Was he crazy or was he made to look that way as an excuse to dismiss his views? Sitting here in the 2020s knowing what we know now about "how it all works" it sure does cast a lot of doubt upon the past.
Isn't is similar to Carter being depicted as a 'weak president' because he had more progressive ideas than an average US president, which make similar amount of sense.. and hence best ridiculed as a threat to "greed is good" prevailing ethos.
He was depicted as weak because during his time an entire US embassy was held hostage in Iran for more than a year. Couple that with inflation reaching 14.8% and now you understand why.
If you're interested and aren't willing to take OP's word for it, the 90s are recent enough that you can probably read contemporary news articles/opinions pieces about him online (and almost certainly at your library). You can also read up on his views/life on Wikipedia.
He was a super-rich guy, who had had too many people telling him he was a genius for way too long (reminds you of anybody?), and so was way too sure of himself. A bunch of his ideas were crazy, which doesn't mean others weren't trying to dismiss his views.
All shoe sizes should only be small, medium, and large. He really did have a lot of very ridiculous ideas. He also had a lot of extremely good ideas and incredible understanding of socioeconomic conditions.
His book “United We Stand” with modern context is quite amazing considering it came out in the early 90s.
Powerful people like those who control both parties and our news media don’t tolerate outsiders. When you have the power any deviation from status quo is a threat. A side effect of this is that voters stop listening to the talking heads and politicos when they call some political outsider a dangerous loon even when that may be a valid point.
I had a similar experience when I learned about Ron Paul back around the 2008 election. It was also the first time I had my eyes opened to information suppression when Fox News edited some of his answers out of rebroadcasts of debates.
Same!
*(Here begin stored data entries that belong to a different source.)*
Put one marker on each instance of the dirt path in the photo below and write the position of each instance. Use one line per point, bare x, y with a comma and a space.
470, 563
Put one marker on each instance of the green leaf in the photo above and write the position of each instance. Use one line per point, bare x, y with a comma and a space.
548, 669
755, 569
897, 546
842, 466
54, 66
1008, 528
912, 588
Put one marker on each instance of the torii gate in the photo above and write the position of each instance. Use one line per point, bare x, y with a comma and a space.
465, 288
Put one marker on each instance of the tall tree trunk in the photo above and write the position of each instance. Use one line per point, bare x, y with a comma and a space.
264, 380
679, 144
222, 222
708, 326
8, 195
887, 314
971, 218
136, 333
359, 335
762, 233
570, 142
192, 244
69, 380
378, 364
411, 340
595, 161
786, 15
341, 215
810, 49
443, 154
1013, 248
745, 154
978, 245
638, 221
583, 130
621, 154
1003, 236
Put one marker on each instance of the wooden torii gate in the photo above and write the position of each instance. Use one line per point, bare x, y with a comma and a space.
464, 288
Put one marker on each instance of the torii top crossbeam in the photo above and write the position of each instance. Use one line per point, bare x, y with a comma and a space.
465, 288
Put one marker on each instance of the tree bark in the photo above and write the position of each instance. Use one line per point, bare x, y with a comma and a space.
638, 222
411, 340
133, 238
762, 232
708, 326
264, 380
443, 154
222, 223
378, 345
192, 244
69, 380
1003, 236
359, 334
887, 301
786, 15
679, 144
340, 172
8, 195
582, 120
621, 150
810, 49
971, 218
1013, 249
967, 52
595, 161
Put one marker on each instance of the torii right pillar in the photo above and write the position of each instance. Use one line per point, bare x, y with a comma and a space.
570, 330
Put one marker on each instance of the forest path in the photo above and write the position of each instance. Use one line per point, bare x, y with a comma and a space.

I actually watched the debate live (on AFN) while in Iraq (deployed), and when I got home and got into discussions about it with friends I had a hard time believing we had watched the same debate. Turned out we didn't, they had watched the edited version. That was extremely eye opening
The GOP/Bushes blackmailed him into dropping out of the election by using his daughter, threatening to out her as a lesbian right before her wedding. How thick a skin do you need for that?
My comment was more in general, not about any one event. Apparently he was also a conspiracy theorist and this whole thing about an attempt to disrupt his daughters wedding seems to be one of those, and he admitted he had no evidence.
I remember the debates around the time, though, and what most people said was that shipping manufacturing jobs out of the united stated would actually create prosperity here so that the manufacturing types could "move up" into less menial work. They're saying the same thing now, and although it _does_ seem that that did happen in the 90's when all the manufacturing jobs went offshore, it doesn't seem to be happening now.